External USB hard drives are everywhere. All of you have one or two set up for backups of each computer, right? Many of you also use them for saving video and photo collections that are too big for the hard drive in your computer.

(If you’re shopping, you’ll find that hard drive prices are skyrocketing, almost double what they were a few months ago. Flooding took out factories in Thailand, causing product shortages and price increases. It will be like that for a few more months.)

Most external hard drives are built the same way: a completely normal, plain vanilla hard drive inside a plastic case. It’s exactly the same kind of drive that you have inside your computer. It’s 2.5” or 3.5” and manufactured by Maxtor or Western Digital or the like and it has no special characteristics whatsoever. The picture above is what a typical external hard drive looks like when you take it apart.

The only other things in the plastic case are some electronics that feed power to the drive and connect the SATA interface on the hard drive to a USB cable.

External hard drives fail more often than internal hard drives. There are many troubleshooting steps when you plug in a drive and your computer does not immediately recognize it and assign a drive letter. Some of them are obvious:

  • Check the power.
  • Plug it into a different USB port.
  • Plug it into a different computer.
  • Try running chkdsk X: /f or one of the other disk utilities that might help. Do a Google search, you’ll find a dozen suggestions.
  • Listen for clicking. Just like an internal hard drive, clicking probably means horrible death and lost data.

The error messages are always cryptic and frequently misleading.

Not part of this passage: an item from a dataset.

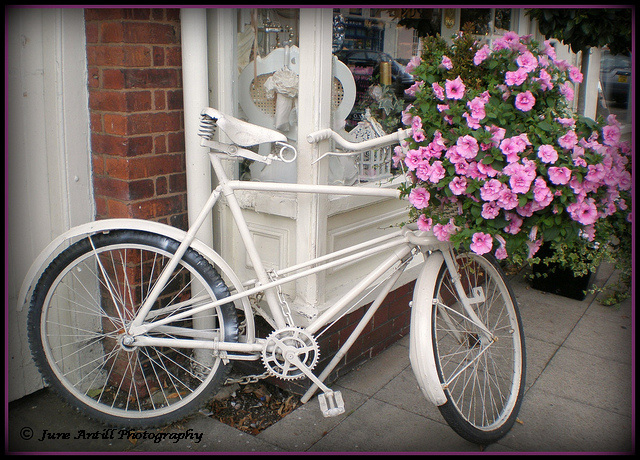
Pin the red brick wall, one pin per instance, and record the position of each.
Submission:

  • The drive is not formatted. Do you want to format it?
  • Device is not recognized.
  • Device has malfunctioned.
  • The parameter is incorrect.

There’s one message in particular that comes up a little too frequently:

  • “E:\ is not accessible. The request could not be performed because of an I/O device error.”

When any of those errors appear and they’re not resolved by doing something simple, power cycling or switching computers or the like, then the drive will likely never work again. Occasionally I will be able to get a drive to cooperate for a while on a different computer after those errors appear but usually not, and almost never consistently or reliably.

Recently a drive presented the “I/O device error” in unfortunate circumstances. There was data on the drive that was very important and was not backed up. I couldn’t reach it on any computer using any of the tricks.

I did something I’d never done before. I grabbed a screwdriver and disassembled the plastic case and pulled out the hard drive and plugged it directly into my desktop computer.

The drive was fine. It worked completely normally and I was able to copy all the files with no difficulty.

The lesson is that occasionally the failure of an external hard drive is caused by the electronics that connect the drive to a USB cable, even when the actual hard drive is in perfect condition.

That won’t happen very often. Your attention should be focused on having a backup of your data no matter where it’s stored so that you don’t care when a drive stops working.

Me, I’m going to file this away. Many of the things in the bag of tricks are lightly used but it’s still helpful to have them.